Wednesday, March 14, 2007

Lenten Musings: The Sexuality of Christ and Modern Antihumanism

{N.B.--This post was edited and expanded after its initial posting for greater clarity of expression and thought.}
Being of the Irish Catholic persuasion, during this time of Lent I've been doing my annual bit of religious reading as my Lenten duty, a positive exploration of faith a lot more constructive than giving up donuts. As part of my reading list, I've been going through Michelle Goldberg's Kingdom Coming: The Rise of Christian Nationalism. But what does this have to do with art, you ask?

Goldberg recounts her travels inside the Fundamentalist side of the American religious/culture war. A heavy emphasis is put on their infatuation with human sexuality to the point of an anti-humanistic approach. One preacher longs for a return to the pre-Renaissance days of Calvinism and a greater sense of the sinfulness of humanity. All of that brought back to mind Leo Steinberg's The Sexuality of Christ in Renaissance Art and Modern Oblivion.

Steinberg demonstrates both theologically and visually (almost comically so, with more pictures of people pointing at Jesus' genitals than you thought possible) that the Christ of the Renaissance was a fully functional, sexually potent (but sexually pure) human being. To be any less sexual would be to be less than fully human and, hence, "cheat" the incarnation. The University of Chicago Press link above gives a much better synopsis of the book than I can. Of course, nothing can replace actually reading the book, which is, indeed, excellent.

What this confluence in my mind really is driving me to say is that current antihumanism is truly anti-Christian, i.e., driving into "modern oblivion" what the Renaissance (and their Greek inspiration) understood so long ago. Renaissance art fully expressed what the incarnation fully meant. Every attempt since then to squash that, from the fig leaves later popes placed on Michelangelo's Last Judgment to government-subsidized abstinence-only programs, denies who we are as much as it denies who Jesus was.

And from a totally non-religious perspective (Richard Dawkins' The God Delusion has made me more conscious of that perspective), this antihumanism is not only irreligious, but also self destructive to society as a whole and the slice of that whole that is art and culture. I believe that all art is some response to humanism, either an embrace of its triumphs or an exploration of its failures. One of those failures is certainly a total denial of it by Fundamentalist Dominionists (i.e., fundamentalists who need to silence all disent from their views, to hold dominion over the intellectual field).

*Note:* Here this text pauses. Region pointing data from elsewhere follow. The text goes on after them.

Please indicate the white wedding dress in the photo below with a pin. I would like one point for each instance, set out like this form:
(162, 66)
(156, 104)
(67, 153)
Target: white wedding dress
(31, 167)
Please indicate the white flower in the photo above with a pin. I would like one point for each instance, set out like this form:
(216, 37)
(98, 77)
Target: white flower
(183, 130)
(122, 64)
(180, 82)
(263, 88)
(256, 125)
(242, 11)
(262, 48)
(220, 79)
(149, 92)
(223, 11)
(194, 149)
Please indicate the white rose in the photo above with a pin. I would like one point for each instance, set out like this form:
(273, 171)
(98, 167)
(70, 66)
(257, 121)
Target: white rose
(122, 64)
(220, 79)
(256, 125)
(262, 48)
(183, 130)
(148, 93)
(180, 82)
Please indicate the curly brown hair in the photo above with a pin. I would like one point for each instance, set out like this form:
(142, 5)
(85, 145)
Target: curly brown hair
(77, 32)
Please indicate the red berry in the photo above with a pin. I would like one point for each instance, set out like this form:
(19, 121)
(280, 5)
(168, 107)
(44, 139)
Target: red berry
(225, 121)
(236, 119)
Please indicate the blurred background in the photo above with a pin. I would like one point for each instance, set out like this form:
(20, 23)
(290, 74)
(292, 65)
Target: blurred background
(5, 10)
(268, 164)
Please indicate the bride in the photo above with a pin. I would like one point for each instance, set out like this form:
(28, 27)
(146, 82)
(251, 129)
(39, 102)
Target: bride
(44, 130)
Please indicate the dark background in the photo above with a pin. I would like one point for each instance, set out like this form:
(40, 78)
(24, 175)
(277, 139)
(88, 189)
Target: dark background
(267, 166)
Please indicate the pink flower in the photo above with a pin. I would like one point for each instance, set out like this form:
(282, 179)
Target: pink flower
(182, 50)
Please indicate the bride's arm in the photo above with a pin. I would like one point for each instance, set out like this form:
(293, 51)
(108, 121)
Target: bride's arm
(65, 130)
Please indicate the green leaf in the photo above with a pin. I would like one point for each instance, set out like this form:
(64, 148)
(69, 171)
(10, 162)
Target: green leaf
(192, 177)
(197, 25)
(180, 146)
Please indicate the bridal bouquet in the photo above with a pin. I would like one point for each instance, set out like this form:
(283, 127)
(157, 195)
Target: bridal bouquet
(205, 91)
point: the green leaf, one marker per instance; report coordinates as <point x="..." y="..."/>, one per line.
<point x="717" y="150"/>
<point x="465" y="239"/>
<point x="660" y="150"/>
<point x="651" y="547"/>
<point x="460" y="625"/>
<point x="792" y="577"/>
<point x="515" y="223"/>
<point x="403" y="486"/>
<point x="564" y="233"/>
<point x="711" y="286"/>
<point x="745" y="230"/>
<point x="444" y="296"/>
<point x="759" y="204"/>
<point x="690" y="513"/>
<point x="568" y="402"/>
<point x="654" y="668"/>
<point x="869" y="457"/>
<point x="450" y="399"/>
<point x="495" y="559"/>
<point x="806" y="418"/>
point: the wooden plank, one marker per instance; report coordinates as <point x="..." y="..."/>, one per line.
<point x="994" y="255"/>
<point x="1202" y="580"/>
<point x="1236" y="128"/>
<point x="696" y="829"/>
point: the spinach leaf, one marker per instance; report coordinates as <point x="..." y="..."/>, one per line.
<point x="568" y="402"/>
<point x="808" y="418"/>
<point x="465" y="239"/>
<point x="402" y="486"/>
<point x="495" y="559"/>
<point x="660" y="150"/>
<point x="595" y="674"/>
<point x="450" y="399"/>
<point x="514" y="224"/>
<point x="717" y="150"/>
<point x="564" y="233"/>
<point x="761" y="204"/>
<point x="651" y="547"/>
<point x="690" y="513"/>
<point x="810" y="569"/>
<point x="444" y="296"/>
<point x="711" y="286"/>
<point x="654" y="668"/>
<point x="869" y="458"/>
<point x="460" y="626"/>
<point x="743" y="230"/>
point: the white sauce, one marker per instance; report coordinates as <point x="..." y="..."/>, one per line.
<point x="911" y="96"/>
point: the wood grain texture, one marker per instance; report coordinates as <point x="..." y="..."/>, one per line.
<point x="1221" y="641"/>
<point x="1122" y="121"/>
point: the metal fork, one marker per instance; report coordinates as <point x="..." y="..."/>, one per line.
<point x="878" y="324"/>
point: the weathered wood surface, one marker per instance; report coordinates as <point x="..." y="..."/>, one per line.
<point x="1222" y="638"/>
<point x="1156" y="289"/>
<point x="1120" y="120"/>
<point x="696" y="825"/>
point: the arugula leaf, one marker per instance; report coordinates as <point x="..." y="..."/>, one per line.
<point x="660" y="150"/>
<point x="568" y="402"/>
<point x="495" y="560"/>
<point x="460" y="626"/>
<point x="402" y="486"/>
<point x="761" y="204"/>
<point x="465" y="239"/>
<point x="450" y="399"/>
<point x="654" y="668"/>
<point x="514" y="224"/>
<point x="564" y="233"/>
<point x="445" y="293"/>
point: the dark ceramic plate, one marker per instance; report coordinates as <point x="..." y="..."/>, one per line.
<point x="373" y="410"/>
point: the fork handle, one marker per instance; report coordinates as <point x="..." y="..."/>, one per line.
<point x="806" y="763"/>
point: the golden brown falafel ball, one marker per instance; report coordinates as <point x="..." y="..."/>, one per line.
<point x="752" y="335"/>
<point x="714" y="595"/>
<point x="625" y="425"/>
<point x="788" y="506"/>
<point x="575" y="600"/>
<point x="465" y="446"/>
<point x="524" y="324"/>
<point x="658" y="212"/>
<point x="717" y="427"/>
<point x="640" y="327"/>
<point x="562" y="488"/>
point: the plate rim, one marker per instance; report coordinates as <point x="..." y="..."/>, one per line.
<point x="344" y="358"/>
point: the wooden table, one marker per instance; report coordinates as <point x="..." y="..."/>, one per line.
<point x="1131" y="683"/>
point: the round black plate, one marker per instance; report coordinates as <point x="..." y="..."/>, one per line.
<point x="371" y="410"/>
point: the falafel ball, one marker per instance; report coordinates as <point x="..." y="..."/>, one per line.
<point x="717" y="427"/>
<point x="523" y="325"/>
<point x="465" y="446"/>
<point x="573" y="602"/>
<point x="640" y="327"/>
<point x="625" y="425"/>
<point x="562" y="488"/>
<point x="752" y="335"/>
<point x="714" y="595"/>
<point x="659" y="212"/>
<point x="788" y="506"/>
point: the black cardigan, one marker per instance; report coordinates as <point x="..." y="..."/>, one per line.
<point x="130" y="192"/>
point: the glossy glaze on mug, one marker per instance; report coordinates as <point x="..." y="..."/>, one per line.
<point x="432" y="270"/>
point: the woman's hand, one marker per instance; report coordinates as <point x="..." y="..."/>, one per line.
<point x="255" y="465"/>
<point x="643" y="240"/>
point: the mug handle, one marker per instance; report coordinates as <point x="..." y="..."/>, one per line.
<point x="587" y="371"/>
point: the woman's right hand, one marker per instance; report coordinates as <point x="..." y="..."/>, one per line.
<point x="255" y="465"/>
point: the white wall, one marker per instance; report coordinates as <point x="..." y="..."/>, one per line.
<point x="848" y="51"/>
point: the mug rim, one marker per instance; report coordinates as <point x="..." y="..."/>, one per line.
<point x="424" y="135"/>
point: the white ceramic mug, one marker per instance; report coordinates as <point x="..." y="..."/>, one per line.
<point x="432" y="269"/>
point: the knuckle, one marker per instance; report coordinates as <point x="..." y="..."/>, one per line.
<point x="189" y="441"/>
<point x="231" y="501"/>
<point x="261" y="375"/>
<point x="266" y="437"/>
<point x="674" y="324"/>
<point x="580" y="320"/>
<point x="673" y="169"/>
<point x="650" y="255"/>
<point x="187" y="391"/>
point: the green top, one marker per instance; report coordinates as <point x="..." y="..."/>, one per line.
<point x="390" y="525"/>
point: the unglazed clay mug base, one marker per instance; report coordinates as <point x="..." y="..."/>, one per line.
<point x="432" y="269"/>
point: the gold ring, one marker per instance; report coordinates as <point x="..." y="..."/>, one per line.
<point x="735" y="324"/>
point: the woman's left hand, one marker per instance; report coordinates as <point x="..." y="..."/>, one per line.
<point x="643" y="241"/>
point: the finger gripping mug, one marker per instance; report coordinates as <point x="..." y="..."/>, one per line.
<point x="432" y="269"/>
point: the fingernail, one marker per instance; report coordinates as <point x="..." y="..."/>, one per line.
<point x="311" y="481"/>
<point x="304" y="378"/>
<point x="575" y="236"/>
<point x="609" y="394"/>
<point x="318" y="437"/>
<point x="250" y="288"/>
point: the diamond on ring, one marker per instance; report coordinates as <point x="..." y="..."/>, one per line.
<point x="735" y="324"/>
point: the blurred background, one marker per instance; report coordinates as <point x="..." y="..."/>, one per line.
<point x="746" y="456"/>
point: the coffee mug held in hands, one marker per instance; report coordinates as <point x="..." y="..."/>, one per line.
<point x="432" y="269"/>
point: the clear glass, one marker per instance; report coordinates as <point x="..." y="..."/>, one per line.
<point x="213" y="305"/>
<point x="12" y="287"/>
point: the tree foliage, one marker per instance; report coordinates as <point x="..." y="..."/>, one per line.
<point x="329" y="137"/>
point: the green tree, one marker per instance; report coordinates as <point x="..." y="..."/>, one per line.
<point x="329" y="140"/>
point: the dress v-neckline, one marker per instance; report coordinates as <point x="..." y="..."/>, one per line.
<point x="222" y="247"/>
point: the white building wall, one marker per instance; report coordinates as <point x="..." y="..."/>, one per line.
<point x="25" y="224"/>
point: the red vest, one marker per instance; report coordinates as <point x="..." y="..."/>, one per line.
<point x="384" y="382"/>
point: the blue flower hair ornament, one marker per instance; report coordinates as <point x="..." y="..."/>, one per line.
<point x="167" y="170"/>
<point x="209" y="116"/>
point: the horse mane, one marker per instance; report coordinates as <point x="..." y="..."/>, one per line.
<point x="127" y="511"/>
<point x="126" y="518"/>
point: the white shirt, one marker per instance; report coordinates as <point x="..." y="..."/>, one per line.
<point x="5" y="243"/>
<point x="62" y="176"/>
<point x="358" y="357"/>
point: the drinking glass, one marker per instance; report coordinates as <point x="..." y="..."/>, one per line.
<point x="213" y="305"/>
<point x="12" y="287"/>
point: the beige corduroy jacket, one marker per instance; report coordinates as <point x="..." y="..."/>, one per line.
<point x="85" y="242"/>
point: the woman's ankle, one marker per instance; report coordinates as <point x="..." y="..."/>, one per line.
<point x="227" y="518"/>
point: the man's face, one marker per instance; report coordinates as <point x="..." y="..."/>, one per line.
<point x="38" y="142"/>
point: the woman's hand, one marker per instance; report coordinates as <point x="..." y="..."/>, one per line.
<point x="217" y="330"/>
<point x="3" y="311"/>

Aside from my religious beliefs are my humanist beliefs. The two are linked, at least in my mind, but not necessarily in those of others. That's perfectly acceptable. I'm no dominionist. But I challenge anyone who truly loves art and the place it holds in the human mind and heart (and, perhaps, soul) to embrace this antisexual, antihumanist position and still embrace the majesty of all art.

{Disclaimer: All apologies for any overt preachiness above. I'm a very liberal Irish Catholic, as you may have guessed. My Jesus is the Jesus of the Beatitudes and Jesus Christ Superstar. The Jesus who would come over to help move your furniture on a Saturday morning. As I said at the beginning, I'm trying to keep the tangents to a minimum (really), but sometimes the tangents are what really get the juices flowing.}

1 comment:

Elena M. Cambio said...

Aptly put. We appear to share the same Jesus, incredible tenor notes and all.